# Avatar/Pics?



## Luvs2Cook (Jan 7, 2009)

What sites do you get your avatar pics from? Some of them are really cool!


----------



## Andy M. (Jan 7, 2009)

Mine is a photo I took.  I know others' are too.


----------



## Katie H (Jan 7, 2009)

Mine is a picture of our kitty, Ashley.


----------



## RobsanX (Jan 7, 2009)

I googled "onion"...


----------



## Jeekinz (Jan 7, 2009)

Mine is supposed to be animated.  I can't remember the site it's from, just Google avatars.  

"Fun With Steak"


----------



## Luvs2Cook (Jan 7, 2009)

Is that from  a site like photo bucket?


----------



## GB (Jan 7, 2009)

Mine is one of my own photos.


----------



## Adillo303 (Jan 7, 2009)

My current avitar is a coach made of ice from the Fairbanks Ice Festival.
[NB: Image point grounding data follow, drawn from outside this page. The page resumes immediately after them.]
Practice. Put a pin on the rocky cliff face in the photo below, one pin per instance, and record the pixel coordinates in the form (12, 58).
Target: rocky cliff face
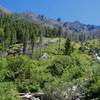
(76, 30)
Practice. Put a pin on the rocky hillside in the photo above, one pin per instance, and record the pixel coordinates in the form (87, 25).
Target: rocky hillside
(75, 30)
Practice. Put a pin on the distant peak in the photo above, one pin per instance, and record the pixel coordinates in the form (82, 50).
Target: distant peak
(3, 9)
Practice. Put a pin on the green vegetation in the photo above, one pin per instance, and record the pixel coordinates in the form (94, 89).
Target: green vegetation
(59, 67)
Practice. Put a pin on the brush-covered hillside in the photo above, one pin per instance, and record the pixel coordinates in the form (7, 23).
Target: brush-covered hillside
(36, 58)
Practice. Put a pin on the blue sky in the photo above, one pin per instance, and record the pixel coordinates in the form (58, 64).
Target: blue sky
(85, 11)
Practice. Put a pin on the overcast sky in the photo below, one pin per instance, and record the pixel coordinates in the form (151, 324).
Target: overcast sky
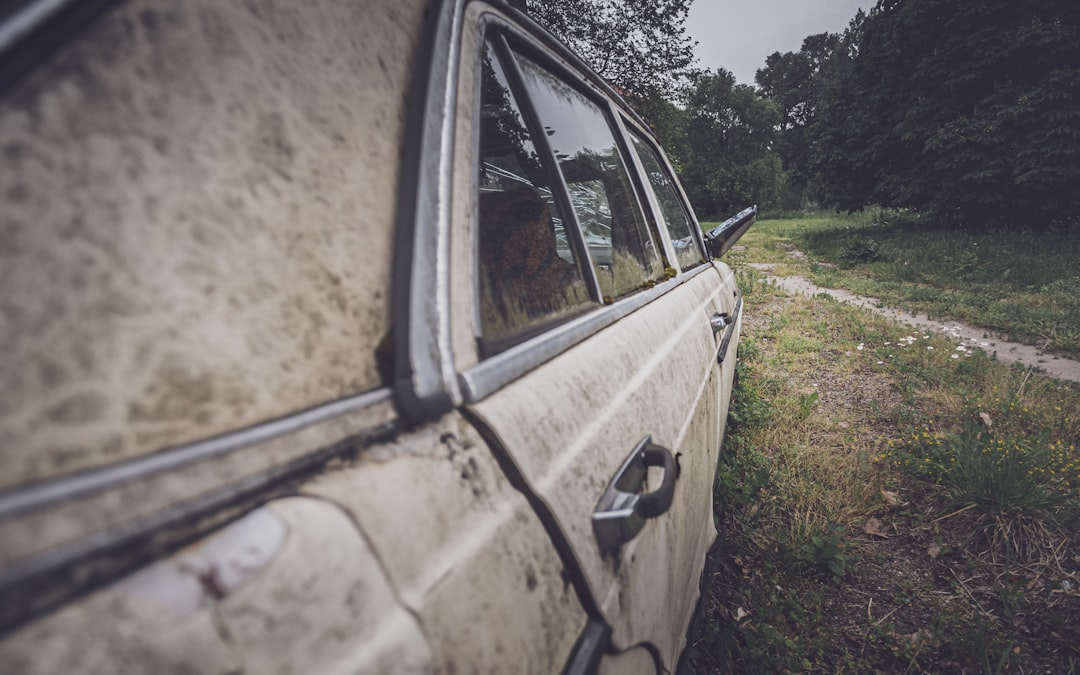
(738, 35)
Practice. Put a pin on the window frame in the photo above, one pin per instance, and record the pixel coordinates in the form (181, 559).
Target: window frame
(665, 165)
(545, 340)
(507, 43)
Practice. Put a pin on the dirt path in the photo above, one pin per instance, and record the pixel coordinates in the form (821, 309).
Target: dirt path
(1010, 352)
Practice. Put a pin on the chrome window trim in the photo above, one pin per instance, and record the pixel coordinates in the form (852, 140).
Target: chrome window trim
(650, 196)
(45, 577)
(666, 165)
(561, 189)
(27, 19)
(424, 375)
(493, 374)
(42, 495)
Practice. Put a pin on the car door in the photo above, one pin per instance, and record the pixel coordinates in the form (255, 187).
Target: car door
(273, 510)
(582, 393)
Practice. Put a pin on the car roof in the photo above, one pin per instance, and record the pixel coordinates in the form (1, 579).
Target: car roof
(198, 227)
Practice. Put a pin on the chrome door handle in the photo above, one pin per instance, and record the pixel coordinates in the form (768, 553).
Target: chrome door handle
(730, 327)
(621, 512)
(719, 322)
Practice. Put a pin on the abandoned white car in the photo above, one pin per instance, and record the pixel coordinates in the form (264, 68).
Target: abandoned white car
(349, 337)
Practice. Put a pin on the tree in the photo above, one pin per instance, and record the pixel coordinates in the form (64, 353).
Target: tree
(729, 161)
(638, 45)
(970, 110)
(796, 81)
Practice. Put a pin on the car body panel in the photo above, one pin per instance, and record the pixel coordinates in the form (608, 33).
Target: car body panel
(289, 588)
(459, 544)
(223, 454)
(569, 424)
(188, 142)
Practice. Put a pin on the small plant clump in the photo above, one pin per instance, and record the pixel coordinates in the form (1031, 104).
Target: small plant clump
(996, 473)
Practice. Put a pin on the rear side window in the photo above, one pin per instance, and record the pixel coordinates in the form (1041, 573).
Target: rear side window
(623, 253)
(528, 272)
(679, 225)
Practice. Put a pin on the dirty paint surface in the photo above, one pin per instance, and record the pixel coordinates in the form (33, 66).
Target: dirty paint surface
(462, 549)
(652, 373)
(198, 224)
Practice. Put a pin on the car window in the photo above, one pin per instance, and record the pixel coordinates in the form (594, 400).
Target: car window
(679, 224)
(622, 251)
(528, 273)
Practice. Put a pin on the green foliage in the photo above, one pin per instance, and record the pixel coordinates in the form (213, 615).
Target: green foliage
(826, 551)
(806, 404)
(1023, 284)
(728, 161)
(997, 474)
(970, 110)
(638, 45)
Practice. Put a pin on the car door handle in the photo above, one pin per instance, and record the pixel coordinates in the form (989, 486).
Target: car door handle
(719, 322)
(622, 511)
(729, 326)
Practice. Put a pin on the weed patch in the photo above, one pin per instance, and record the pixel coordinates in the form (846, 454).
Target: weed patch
(889, 502)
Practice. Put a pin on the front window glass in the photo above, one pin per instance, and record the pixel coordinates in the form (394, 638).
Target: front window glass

It was resized using "Paint"

AC


----------



## miniman (Jan 7, 2009)

Mine is my family, taken by a friend.


----------



## sattie (Jan 7, 2009)

I change mine up from time to time, some are personal pics, others I get from photo bucket or anywhere I see something interesting that I feel represents me.


----------



## Luvs2Cook (Jan 7, 2009)

I guess what I was really asking was what, if any sites you use for non personal pics? ThankX


----------



## Erinny (Jan 7, 2009)

I tried Googling free avatars and found mine. There's a boatload of them out there and it will be hard for you to choose one! Happy hunting.


----------



## jennifer75 (Jan 15, 2009)

Off topic slightly.....when does my profile picture get displayed on the boards??? How many posts does it require??????


----------



## QSis (Jan 15, 2009)

Mine's a photo of my tattoo.

Lee


----------



## Andy M. (Jan 15, 2009)

jennifer75 said:


> Off topic slightly.....when does my profile picture get displayed on the boards??? How many posts does it require??????




It doesn't.  It's for your profile.  

If you want to have a picture appear on your posts, you have to add it as your avatar.  That's a separate process from the profile picture you put up.  It can be the same picture but you have to load it as an avatar.


----------



## Adillo303 (Jan 15, 2009)

jennifer75 - Your profile picture does not display on the boards. The picture that displays is your avitar.

User CP > edit Avitar (On the left side)

AC


----------



## jennifer75 (Jan 15, 2009)

D'oh!


----------



## Kathleen (May 23, 2011)

*South Park Me*

I'm at home today due to sniffles.  Not having much to do but sit here and wheeze, I made a "South Park Me."  It's free to do.  Here is the URL.  I love the internet!  

If anyone else makes a "South Park" character, please post!


----------



## pacanis (May 23, 2011)

QSis said:


> Mine's a photo of my tattoo.
> 
> Lee


 
I never knew that Red Sox avatar you used was your tatoo.


----------



## spork (May 23, 2011)

I'll check it out and maybe create a zombie south park fanged rabbit to post for your antihistamine-induced garden-neglected slumbering nightmares, Kathleen.  Google us for soup, and take care!


----------



## Kathleen (May 23, 2011)

Thanks!  I love soup.  Maybe your zombie will play waiter and bring it to me!


----------



## spork (May 23, 2011)




----------



## Kathleen (May 23, 2011)

spork said:


>





Simply awesome!


----------